By Adewale Sanyaolu
For Nigeria to increase its daily crude oil production to four million barrels per day (bpd) and gas production to 10 billion cubic feet, the country would require about $28b billion worth of investment, Chairman, Society of Petroleum Engineers (SPE), Nigeria Council, Mr. Saka Matemilola has said.
Matemiloa stated this at a media briefing on the forthcoming Oloibiri Lecture Series and Energy Forum (OLEF 2017) with the theme “Domestic Gas Utilisation in Nigeria: from Producers to Users”, held in Lagos, yesterday.
He explained that, given the pressing attention to address the issue of infrastructure deficit in other critical areas of the economy, government would be unable to commit such huge resources to one sector alone.
In this regard, he said such investments could only come from the private sector if the government was willing to give incentries to investors in order to attract investment into the oil and gas sector.

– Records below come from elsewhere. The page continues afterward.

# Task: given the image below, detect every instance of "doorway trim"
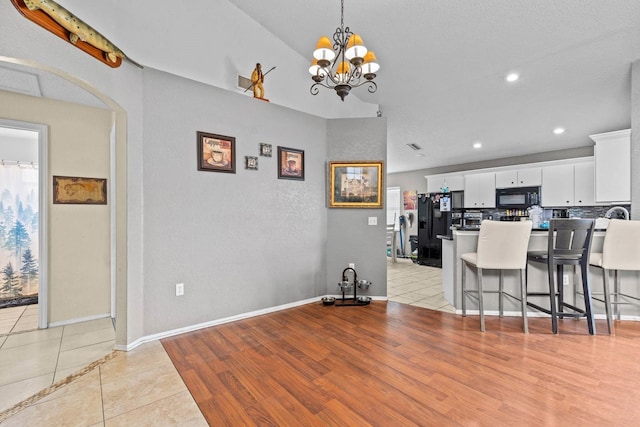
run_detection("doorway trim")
[0,118,49,329]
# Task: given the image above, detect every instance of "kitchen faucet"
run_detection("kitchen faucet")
[604,206,629,221]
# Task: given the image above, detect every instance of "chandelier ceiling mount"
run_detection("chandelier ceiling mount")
[309,0,380,101]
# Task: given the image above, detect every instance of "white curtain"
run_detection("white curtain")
[0,165,39,299]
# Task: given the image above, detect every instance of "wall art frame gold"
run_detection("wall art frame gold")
[197,132,236,173]
[329,161,384,209]
[53,175,107,205]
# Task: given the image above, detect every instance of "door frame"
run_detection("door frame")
[0,118,49,329]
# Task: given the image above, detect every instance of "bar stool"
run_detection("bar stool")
[460,221,533,333]
[589,219,640,335]
[527,219,596,335]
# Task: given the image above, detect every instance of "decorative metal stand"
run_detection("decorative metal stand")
[322,267,371,307]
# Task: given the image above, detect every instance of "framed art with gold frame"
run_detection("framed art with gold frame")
[278,147,304,181]
[53,175,107,205]
[329,161,384,209]
[198,132,236,173]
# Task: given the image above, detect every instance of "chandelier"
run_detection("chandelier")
[309,0,380,101]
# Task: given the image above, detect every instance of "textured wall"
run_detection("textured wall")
[631,60,640,219]
[326,118,387,296]
[143,68,327,335]
[0,91,112,323]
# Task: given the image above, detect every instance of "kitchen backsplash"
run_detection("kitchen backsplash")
[479,205,631,220]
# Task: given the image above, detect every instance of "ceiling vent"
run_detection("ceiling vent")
[0,67,42,96]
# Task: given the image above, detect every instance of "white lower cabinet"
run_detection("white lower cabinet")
[464,172,496,209]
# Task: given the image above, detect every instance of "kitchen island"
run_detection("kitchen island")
[442,229,640,320]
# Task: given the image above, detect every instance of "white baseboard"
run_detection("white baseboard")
[48,313,111,328]
[115,295,378,351]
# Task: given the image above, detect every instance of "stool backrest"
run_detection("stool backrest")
[548,218,595,264]
[476,221,533,269]
[602,219,640,270]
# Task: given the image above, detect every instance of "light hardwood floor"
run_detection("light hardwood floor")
[162,301,640,426]
[0,260,640,426]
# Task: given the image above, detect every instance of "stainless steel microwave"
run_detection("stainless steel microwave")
[496,187,540,209]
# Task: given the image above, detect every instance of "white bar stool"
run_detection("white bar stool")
[460,221,533,333]
[589,219,640,335]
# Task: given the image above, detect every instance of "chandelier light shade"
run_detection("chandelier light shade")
[309,0,380,101]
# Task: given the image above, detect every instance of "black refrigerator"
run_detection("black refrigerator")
[416,192,463,267]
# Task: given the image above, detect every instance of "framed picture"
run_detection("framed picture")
[53,176,107,205]
[244,156,258,170]
[278,147,304,181]
[260,143,271,157]
[198,132,236,173]
[329,161,384,209]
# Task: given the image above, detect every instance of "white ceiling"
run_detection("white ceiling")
[229,0,640,172]
[2,0,640,172]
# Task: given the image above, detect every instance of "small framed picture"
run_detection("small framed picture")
[53,175,107,205]
[244,156,258,170]
[260,143,271,157]
[278,147,304,181]
[198,132,236,173]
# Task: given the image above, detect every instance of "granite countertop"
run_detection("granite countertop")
[450,227,607,232]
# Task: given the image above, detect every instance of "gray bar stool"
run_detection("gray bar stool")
[527,219,596,335]
[589,219,640,335]
[460,221,533,333]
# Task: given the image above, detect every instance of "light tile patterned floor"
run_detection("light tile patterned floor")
[387,258,455,313]
[0,314,115,413]
[0,259,454,426]
[0,304,38,338]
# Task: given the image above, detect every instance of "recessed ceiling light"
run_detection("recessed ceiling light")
[505,73,520,83]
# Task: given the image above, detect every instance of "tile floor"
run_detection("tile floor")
[0,304,38,340]
[0,307,115,413]
[387,258,455,313]
[0,259,453,427]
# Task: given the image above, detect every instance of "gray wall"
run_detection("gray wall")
[631,60,640,218]
[326,118,387,296]
[143,68,330,335]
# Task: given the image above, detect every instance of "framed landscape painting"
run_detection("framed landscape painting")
[329,161,384,209]
[278,147,304,181]
[53,176,107,205]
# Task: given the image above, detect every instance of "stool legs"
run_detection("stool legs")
[477,268,484,332]
[520,270,529,334]
[602,269,617,335]
[462,260,467,317]
[580,263,596,335]
[547,265,562,334]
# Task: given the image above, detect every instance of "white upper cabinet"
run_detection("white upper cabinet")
[425,175,464,193]
[496,168,542,188]
[541,165,574,208]
[541,161,596,208]
[464,172,496,209]
[590,129,631,203]
[573,162,596,206]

The SPE boss explained that such investment would be able to create jobs, grow the real sector through the production of adequate gas to fire power plants, which would in turn generate sufficient electricity to support large and medium scale industries. He equally disclosed that such investment will help government to increase its earnings from oil and gas exports proceeds, which will help increase the country’s Gross Domestic Product (GDP).
He maintained that the country’s aspiration to grow its oil and gas sector cannot be achieved through policies that targets short term gains or rent seeking policies, saying such ideology was not sustainable to lift the country out of the doldrums.
Matemilola, who is also the Chief Petroleum Engineer at First Exploration and Petroleum Development Company Limited, regretted that government seems to be at crossroads as to what it intends to do with the gas policy.
OLEF is an annual lecture organised by SPE Nigeria Council to commemorate the first oil-well drilled in Nigeria by Shell Darcy at Oloibiri, in Ogbia, Bayelsa State, in 1956.
The annual lecture, since its inception in June 1991, has focused on contributing to oil and gas policy development in Nigeria and ultimately for Sub-Saharan Africa, attracting participation from the government, regulatory agencies, heads of industry practitioners at all levels, as well as other key stakeholders from and within Africa.